M. cita T. nel cap. vi del Principe, De principatibus novis qui armis propriis et virtute acquiruntur; l’eroe mitico viene collocato accanto a Mosè, Ciro e Romolo come esempio di principe asceso al potere non per fortuna, ma per virtù. A questi grandi uomini la fortuna offrì solo l’occasione per far mostra della loro virtù:
E essaminando le azioni e vita loro non si vede che quelli avessino altro da la fortuna che la occasione, la quale dette loro materia a potere introdurvi drento quella forma che parse loro: e sanza quella occasione la virtù dello animo loro si sarebbe spenta, e sanza quella virtù la occasione sarebbe venuta invano (vi 10).
L’occasione offerta a T. dalla fortuna fu la situazione dell’Attica: «Non poteva Teseo dimostrare la sua virtù se non trovava gli ateniesi dispersi» (vi 14). In questa affermazione di M. vi è una chiara eco del testo plutarcheo (xxiv 1):
Dopo la morte di Egeo, avendo in mente di compiere un’impresa grande e meravigliosa, Teseo riunì tutti gli abitanti dell’Attica in una sola città, e li rese un popolo unico di un’unica città, essi che fino ad allora erano stati divisi e difficili da ricondurre al bene comune di tutti, e che talvolta litigavano tra loro e si facevano guerra (Le vite di Teseo e Romolo, cit., p. 53).

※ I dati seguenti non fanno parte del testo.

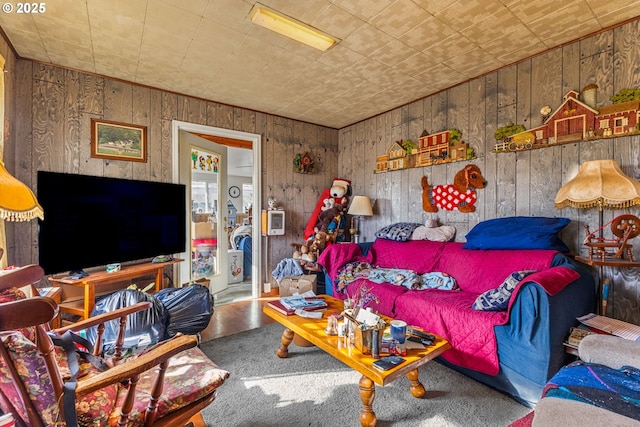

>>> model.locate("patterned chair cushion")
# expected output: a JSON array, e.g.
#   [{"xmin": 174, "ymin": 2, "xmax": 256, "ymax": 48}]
[
  {"xmin": 0, "ymin": 332, "xmax": 229, "ymax": 427},
  {"xmin": 473, "ymin": 270, "xmax": 535, "ymax": 311},
  {"xmin": 0, "ymin": 332, "xmax": 118, "ymax": 425},
  {"xmin": 109, "ymin": 348, "xmax": 229, "ymax": 426}
]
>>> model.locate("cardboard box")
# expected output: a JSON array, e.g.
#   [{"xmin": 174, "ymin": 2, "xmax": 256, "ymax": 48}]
[
  {"xmin": 193, "ymin": 214, "xmax": 211, "ymax": 222},
  {"xmin": 280, "ymin": 274, "xmax": 317, "ymax": 297},
  {"xmin": 191, "ymin": 222, "xmax": 218, "ymax": 240},
  {"xmin": 227, "ymin": 250, "xmax": 244, "ymax": 283}
]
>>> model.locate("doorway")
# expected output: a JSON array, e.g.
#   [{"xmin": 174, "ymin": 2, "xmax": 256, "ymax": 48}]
[{"xmin": 172, "ymin": 120, "xmax": 262, "ymax": 298}]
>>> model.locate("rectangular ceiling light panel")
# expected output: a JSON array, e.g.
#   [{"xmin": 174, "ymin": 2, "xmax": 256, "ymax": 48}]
[{"xmin": 249, "ymin": 3, "xmax": 338, "ymax": 52}]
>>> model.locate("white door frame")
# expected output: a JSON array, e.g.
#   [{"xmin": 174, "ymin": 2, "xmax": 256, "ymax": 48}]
[{"xmin": 171, "ymin": 120, "xmax": 262, "ymax": 298}]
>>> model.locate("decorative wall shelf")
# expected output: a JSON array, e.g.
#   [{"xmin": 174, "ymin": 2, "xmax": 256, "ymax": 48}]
[{"xmin": 493, "ymin": 85, "xmax": 640, "ymax": 153}]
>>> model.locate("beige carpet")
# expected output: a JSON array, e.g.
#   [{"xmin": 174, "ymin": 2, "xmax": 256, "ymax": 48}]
[
  {"xmin": 213, "ymin": 280, "xmax": 251, "ymax": 305},
  {"xmin": 202, "ymin": 324, "xmax": 530, "ymax": 427}
]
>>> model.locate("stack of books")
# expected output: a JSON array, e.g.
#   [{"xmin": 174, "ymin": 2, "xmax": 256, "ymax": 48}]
[{"xmin": 268, "ymin": 293, "xmax": 329, "ymax": 316}]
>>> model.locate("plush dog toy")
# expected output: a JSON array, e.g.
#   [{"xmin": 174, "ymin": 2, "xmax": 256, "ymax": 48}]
[{"xmin": 422, "ymin": 165, "xmax": 487, "ymax": 213}]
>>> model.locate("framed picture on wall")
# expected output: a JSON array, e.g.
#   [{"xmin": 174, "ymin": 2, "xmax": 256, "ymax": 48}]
[{"xmin": 91, "ymin": 119, "xmax": 147, "ymax": 162}]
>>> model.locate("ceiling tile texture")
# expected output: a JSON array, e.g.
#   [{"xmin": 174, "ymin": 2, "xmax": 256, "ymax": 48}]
[{"xmin": 0, "ymin": 0, "xmax": 640, "ymax": 129}]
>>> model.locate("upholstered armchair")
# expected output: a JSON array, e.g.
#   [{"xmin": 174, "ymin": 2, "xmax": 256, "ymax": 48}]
[
  {"xmin": 532, "ymin": 334, "xmax": 640, "ymax": 427},
  {"xmin": 0, "ymin": 266, "xmax": 229, "ymax": 427}
]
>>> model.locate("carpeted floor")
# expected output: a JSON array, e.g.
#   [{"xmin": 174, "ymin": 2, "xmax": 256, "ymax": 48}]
[
  {"xmin": 213, "ymin": 280, "xmax": 252, "ymax": 305},
  {"xmin": 202, "ymin": 324, "xmax": 530, "ymax": 427}
]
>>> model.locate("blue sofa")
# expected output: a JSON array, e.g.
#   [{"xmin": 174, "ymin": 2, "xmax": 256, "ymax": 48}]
[{"xmin": 318, "ymin": 239, "xmax": 596, "ymax": 407}]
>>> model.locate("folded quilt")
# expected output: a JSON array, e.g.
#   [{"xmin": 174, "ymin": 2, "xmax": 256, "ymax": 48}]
[
  {"xmin": 336, "ymin": 262, "xmax": 458, "ymax": 293},
  {"xmin": 542, "ymin": 361, "xmax": 640, "ymax": 420}
]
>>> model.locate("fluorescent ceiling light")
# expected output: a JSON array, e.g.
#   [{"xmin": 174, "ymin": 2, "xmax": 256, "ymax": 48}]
[{"xmin": 249, "ymin": 3, "xmax": 338, "ymax": 52}]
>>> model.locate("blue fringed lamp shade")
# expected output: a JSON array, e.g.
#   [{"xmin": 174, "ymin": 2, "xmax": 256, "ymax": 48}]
[{"xmin": 0, "ymin": 161, "xmax": 44, "ymax": 221}]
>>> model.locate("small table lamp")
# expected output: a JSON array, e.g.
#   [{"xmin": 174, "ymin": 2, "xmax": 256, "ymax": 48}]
[
  {"xmin": 0, "ymin": 160, "xmax": 44, "ymax": 268},
  {"xmin": 555, "ymin": 160, "xmax": 640, "ymax": 237},
  {"xmin": 347, "ymin": 196, "xmax": 373, "ymax": 243},
  {"xmin": 555, "ymin": 160, "xmax": 640, "ymax": 315}
]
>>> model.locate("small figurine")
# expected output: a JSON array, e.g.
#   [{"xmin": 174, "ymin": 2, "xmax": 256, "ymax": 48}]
[{"xmin": 267, "ymin": 196, "xmax": 278, "ymax": 211}]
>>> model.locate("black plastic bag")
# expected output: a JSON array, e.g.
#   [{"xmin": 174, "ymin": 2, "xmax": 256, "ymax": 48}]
[
  {"xmin": 156, "ymin": 283, "xmax": 213, "ymax": 337},
  {"xmin": 87, "ymin": 289, "xmax": 168, "ymax": 353}
]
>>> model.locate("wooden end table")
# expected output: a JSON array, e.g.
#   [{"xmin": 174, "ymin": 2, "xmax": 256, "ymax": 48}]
[{"xmin": 263, "ymin": 295, "xmax": 451, "ymax": 427}]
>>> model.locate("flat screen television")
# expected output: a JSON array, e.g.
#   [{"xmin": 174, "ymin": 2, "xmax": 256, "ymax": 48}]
[{"xmin": 37, "ymin": 171, "xmax": 187, "ymax": 274}]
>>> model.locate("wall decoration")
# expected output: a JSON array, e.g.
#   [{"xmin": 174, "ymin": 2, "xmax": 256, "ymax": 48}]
[
  {"xmin": 91, "ymin": 119, "xmax": 147, "ymax": 162},
  {"xmin": 493, "ymin": 84, "xmax": 640, "ymax": 153},
  {"xmin": 191, "ymin": 147, "xmax": 220, "ymax": 173},
  {"xmin": 293, "ymin": 153, "xmax": 314, "ymax": 173},
  {"xmin": 374, "ymin": 129, "xmax": 476, "ymax": 173},
  {"xmin": 421, "ymin": 165, "xmax": 487, "ymax": 213}
]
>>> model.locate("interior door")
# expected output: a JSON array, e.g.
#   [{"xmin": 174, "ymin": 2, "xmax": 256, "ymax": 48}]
[{"xmin": 179, "ymin": 131, "xmax": 229, "ymax": 294}]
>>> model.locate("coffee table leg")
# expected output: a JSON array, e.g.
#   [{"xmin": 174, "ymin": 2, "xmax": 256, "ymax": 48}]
[
  {"xmin": 276, "ymin": 328, "xmax": 293, "ymax": 359},
  {"xmin": 407, "ymin": 369, "xmax": 426, "ymax": 398},
  {"xmin": 359, "ymin": 375, "xmax": 378, "ymax": 427}
]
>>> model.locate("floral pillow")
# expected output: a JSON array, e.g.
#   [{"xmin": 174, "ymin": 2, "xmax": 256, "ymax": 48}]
[
  {"xmin": 473, "ymin": 270, "xmax": 536, "ymax": 311},
  {"xmin": 376, "ymin": 222, "xmax": 422, "ymax": 242}
]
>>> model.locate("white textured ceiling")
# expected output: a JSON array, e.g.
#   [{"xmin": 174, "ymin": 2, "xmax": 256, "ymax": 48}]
[{"xmin": 0, "ymin": 0, "xmax": 640, "ymax": 128}]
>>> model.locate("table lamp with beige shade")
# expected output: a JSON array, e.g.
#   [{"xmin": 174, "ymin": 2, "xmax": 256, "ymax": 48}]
[
  {"xmin": 555, "ymin": 160, "xmax": 640, "ymax": 314},
  {"xmin": 347, "ymin": 196, "xmax": 373, "ymax": 243},
  {"xmin": 0, "ymin": 161, "xmax": 44, "ymax": 268}
]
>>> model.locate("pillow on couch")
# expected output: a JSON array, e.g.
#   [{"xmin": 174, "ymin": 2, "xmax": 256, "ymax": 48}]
[
  {"xmin": 473, "ymin": 270, "xmax": 536, "ymax": 311},
  {"xmin": 376, "ymin": 222, "xmax": 422, "ymax": 242},
  {"xmin": 463, "ymin": 216, "xmax": 571, "ymax": 253}
]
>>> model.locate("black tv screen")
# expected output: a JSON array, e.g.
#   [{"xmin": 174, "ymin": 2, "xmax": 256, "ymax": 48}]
[{"xmin": 37, "ymin": 171, "xmax": 187, "ymax": 274}]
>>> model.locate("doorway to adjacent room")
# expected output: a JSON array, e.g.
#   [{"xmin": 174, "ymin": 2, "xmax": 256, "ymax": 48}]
[{"xmin": 172, "ymin": 121, "xmax": 261, "ymax": 305}]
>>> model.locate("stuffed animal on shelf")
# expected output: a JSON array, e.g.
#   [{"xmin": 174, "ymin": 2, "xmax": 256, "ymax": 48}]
[
  {"xmin": 329, "ymin": 178, "xmax": 351, "ymax": 206},
  {"xmin": 304, "ymin": 178, "xmax": 351, "ymax": 241},
  {"xmin": 422, "ymin": 165, "xmax": 487, "ymax": 213},
  {"xmin": 315, "ymin": 204, "xmax": 344, "ymax": 235}
]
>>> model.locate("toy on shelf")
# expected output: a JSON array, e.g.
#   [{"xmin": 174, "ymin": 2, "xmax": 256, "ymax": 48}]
[
  {"xmin": 304, "ymin": 178, "xmax": 351, "ymax": 242},
  {"xmin": 584, "ymin": 214, "xmax": 640, "ymax": 262},
  {"xmin": 422, "ymin": 165, "xmax": 487, "ymax": 213}
]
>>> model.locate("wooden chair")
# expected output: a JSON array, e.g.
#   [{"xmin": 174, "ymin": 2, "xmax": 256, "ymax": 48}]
[{"xmin": 0, "ymin": 266, "xmax": 229, "ymax": 427}]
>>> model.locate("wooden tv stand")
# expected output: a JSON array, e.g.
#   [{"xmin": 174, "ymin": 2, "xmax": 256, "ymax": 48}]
[{"xmin": 49, "ymin": 259, "xmax": 182, "ymax": 319}]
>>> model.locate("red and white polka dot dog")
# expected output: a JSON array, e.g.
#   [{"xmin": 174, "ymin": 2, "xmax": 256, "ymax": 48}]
[{"xmin": 422, "ymin": 165, "xmax": 487, "ymax": 213}]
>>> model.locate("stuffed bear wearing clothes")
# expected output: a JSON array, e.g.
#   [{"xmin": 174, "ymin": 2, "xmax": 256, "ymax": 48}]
[
  {"xmin": 315, "ymin": 204, "xmax": 344, "ymax": 235},
  {"xmin": 304, "ymin": 178, "xmax": 351, "ymax": 240},
  {"xmin": 329, "ymin": 178, "xmax": 351, "ymax": 206}
]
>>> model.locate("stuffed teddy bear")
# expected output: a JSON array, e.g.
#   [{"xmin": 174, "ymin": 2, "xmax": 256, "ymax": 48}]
[
  {"xmin": 329, "ymin": 178, "xmax": 351, "ymax": 206},
  {"xmin": 315, "ymin": 204, "xmax": 344, "ymax": 234},
  {"xmin": 320, "ymin": 197, "xmax": 336, "ymax": 211}
]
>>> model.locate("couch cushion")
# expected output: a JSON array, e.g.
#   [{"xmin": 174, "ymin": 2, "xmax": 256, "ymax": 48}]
[
  {"xmin": 369, "ymin": 239, "xmax": 444, "ymax": 277},
  {"xmin": 473, "ymin": 270, "xmax": 535, "ymax": 311},
  {"xmin": 464, "ymin": 216, "xmax": 571, "ymax": 253},
  {"xmin": 395, "ymin": 289, "xmax": 508, "ymax": 375},
  {"xmin": 432, "ymin": 242, "xmax": 558, "ymax": 296},
  {"xmin": 109, "ymin": 348, "xmax": 229, "ymax": 426},
  {"xmin": 347, "ymin": 279, "xmax": 408, "ymax": 317}
]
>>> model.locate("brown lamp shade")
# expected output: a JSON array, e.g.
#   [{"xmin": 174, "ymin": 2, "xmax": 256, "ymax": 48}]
[
  {"xmin": 0, "ymin": 161, "xmax": 44, "ymax": 221},
  {"xmin": 347, "ymin": 196, "xmax": 373, "ymax": 216},
  {"xmin": 555, "ymin": 160, "xmax": 640, "ymax": 209}
]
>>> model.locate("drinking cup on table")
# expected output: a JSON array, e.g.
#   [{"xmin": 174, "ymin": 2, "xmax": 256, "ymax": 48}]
[{"xmin": 391, "ymin": 320, "xmax": 413, "ymax": 344}]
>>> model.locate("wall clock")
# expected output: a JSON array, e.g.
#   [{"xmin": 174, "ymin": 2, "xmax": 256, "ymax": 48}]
[{"xmin": 229, "ymin": 185, "xmax": 240, "ymax": 199}]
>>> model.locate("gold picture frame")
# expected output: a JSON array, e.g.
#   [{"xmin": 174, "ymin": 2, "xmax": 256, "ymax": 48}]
[{"xmin": 91, "ymin": 119, "xmax": 147, "ymax": 162}]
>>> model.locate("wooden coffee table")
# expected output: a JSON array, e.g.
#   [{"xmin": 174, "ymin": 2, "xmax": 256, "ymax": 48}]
[{"xmin": 263, "ymin": 295, "xmax": 451, "ymax": 427}]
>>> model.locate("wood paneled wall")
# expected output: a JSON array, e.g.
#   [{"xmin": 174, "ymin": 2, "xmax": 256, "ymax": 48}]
[
  {"xmin": 0, "ymin": 21, "xmax": 640, "ymax": 324},
  {"xmin": 339, "ymin": 21, "xmax": 640, "ymax": 324},
  {"xmin": 7, "ymin": 60, "xmax": 338, "ymax": 282}
]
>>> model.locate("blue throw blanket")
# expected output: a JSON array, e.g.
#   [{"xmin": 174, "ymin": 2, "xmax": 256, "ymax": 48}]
[{"xmin": 542, "ymin": 360, "xmax": 640, "ymax": 421}]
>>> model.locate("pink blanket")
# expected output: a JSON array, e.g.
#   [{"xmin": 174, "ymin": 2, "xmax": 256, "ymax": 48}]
[{"xmin": 318, "ymin": 239, "xmax": 579, "ymax": 375}]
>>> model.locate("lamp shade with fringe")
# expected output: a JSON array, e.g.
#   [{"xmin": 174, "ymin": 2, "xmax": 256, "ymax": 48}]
[
  {"xmin": 555, "ymin": 160, "xmax": 640, "ymax": 211},
  {"xmin": 0, "ymin": 161, "xmax": 44, "ymax": 221}
]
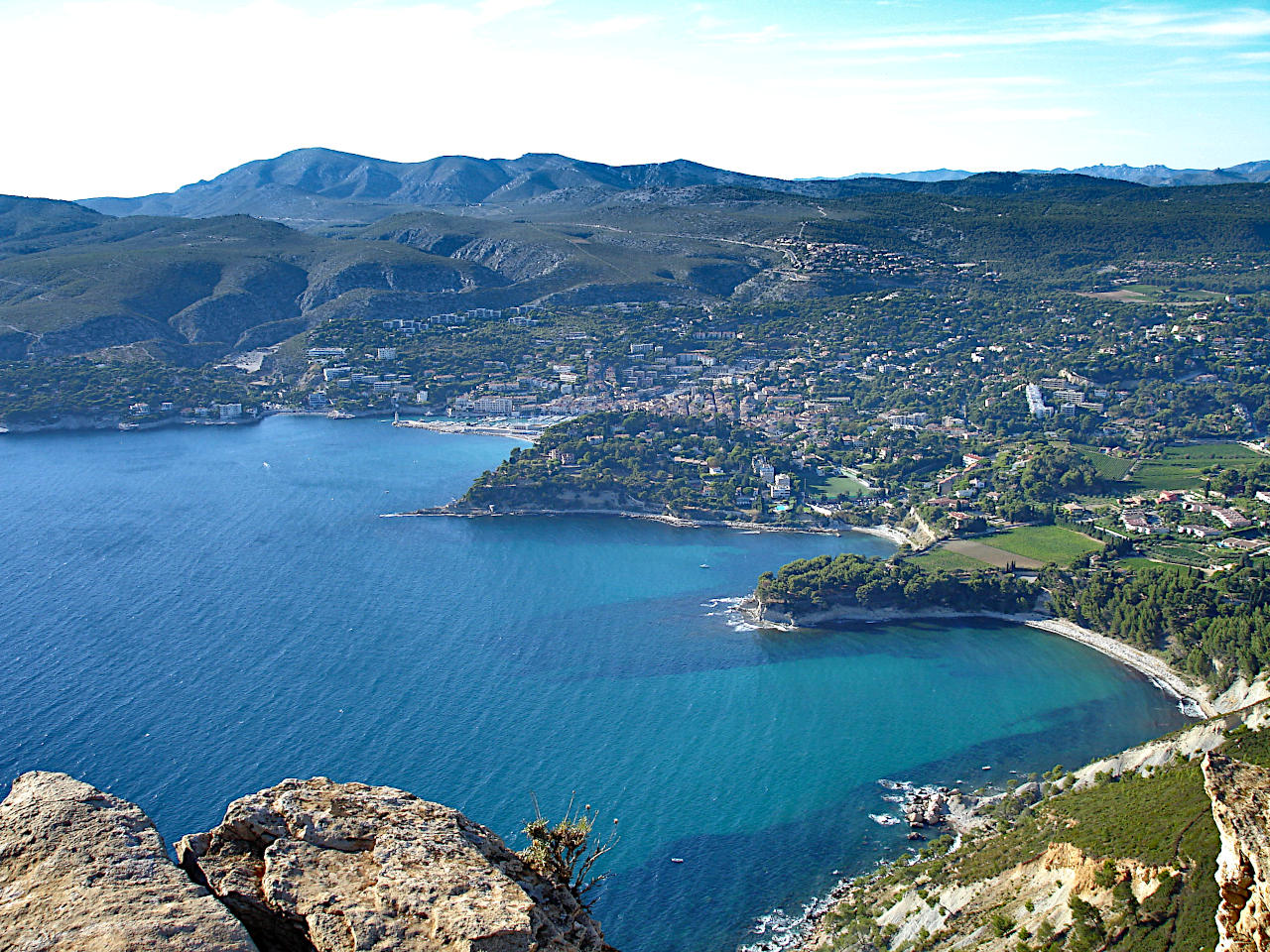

Il sinecismo dell’Attica come il maggior merito di T. torna in Discorsi I i 6, dove M. mette a confronto Atene e Venezia, entrambe nate dalla riunione sotto le stesse leggi di cittadini prima dispersi. Sulla scorta di Plutarco, M. non esplicita alcun dubbio circa la storicità dell’eroe, attribuendogli un valore esemplare che trae la sua forza dalla fama della città di cui egli sarebbe stato il fondatore e sovrano.
Bibliografia: Plutarco, Le vite di Teseo e Romolo, a cura di C. Ampolo, M. Manfredini, Milano 1988; B. Bäbler, Theseus, in Der Neue Pauly. Enzyklopädie der Antike, 12° vol., t. 1, Tam-Vel, hrsg. H. Cancik, Stuttgart 2002, ad vocem.